Esattamente cinque anni dopo, quasi come se il
tempo abbia cominciato a riavvitarsi, quella che avevo considerato una
grottesca epifania felliniana si ripete, stavolta dall’altra parte d’Italia
(al Brennero), secondo riti un po’ diversi, per certi aspetti anche più rozzi:
nemmeno scettici ma mobili soldati, stavolta, ma muri, forse piccoli, è vero,
forse solo simbolici, ma sicuramente paradossali (anche nella loro fissità
fuori dal tempo).

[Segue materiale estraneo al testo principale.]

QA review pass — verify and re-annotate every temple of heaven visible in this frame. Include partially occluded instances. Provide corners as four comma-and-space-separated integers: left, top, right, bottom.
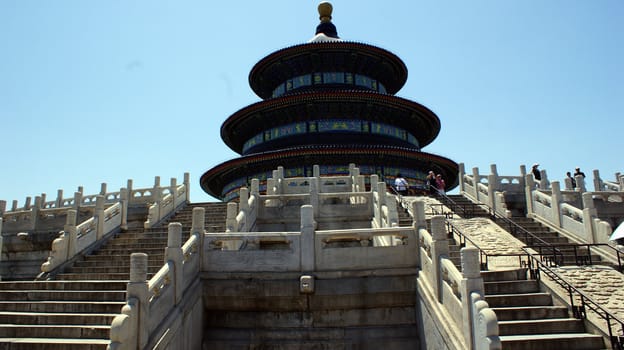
200, 2, 458, 201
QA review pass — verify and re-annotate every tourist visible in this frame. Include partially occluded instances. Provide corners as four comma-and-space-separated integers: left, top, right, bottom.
435, 174, 446, 195
574, 167, 586, 178
566, 171, 576, 189
425, 171, 436, 196
394, 173, 409, 196
531, 163, 541, 186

La domanda di confini sembra rinata in quest’Europa
confusa e depressa, catatimica e gesticolatoria; rinasce, come se i confini
fossero –l'abbiamo già detto (Confini e telecomando, del 2 sett 2015) – il
telecomando col quale possiamo rimuovere dal nostro piccolo schermo le immagini
spiacevoli del nostro tempo, certi che quod non est in video non est in
mundo.
Eppure, rimango della mia opinione, la nuova domanda
di confini è una domanda vacua e antistorica (se anche il presente, come
ogni presente, tende a farsi storia): non li vogliamo, i confini, per le idee,
le merci, il petrolio, il gas, i servizi, i capitali, il turismo, lo sport, le opportunità
e persino per la domanda di felicità che ciascuno di noi porta in sé e che si
esprime anche nella crescente internazionalizzazione dei nostri giovani; ma li
vogliamo per chi fugge dalle guerre e dalle devastazioni e dalle crudeltà che le
guerre si portano dietro; li vogliamo
anche noi che nella storia tante volte li abbiamo varcati per sopravvivere; li
vogliamo, soprattutto, perché non abbiamo più gli stamina culturali e vitali che ci
consentirebbero di produrre quel minimo di ricchezza in più, necessaria per
assorbire senza alcun problema quella piccola porzione di umanità che preme
disperata alle nostre porte. Li vogliamo perché siamo prigionieri delle nostre
paure. E perché non siamo più capaci di
utilizzare le nostre intelligenze per produrre soluzioni; preferiamo fabbricare
slogan (semplici, per carità!) e qualche nuova epifania felliniana destinata a rassicurare le pance dei nostri
elettorati.
Roma 15 aprile 2016
P.S. Paradossi del nostro tempo: mentre scrivevo
questo post mi è arrivato l’invito a
sottoscrivere in rete una petizione per chiedere l’abolizione della castrazione
dei suinetti senza anestesia; petizione, per carità, anche giusta. Dobbiamo
essere solidali coi nostri suinetti.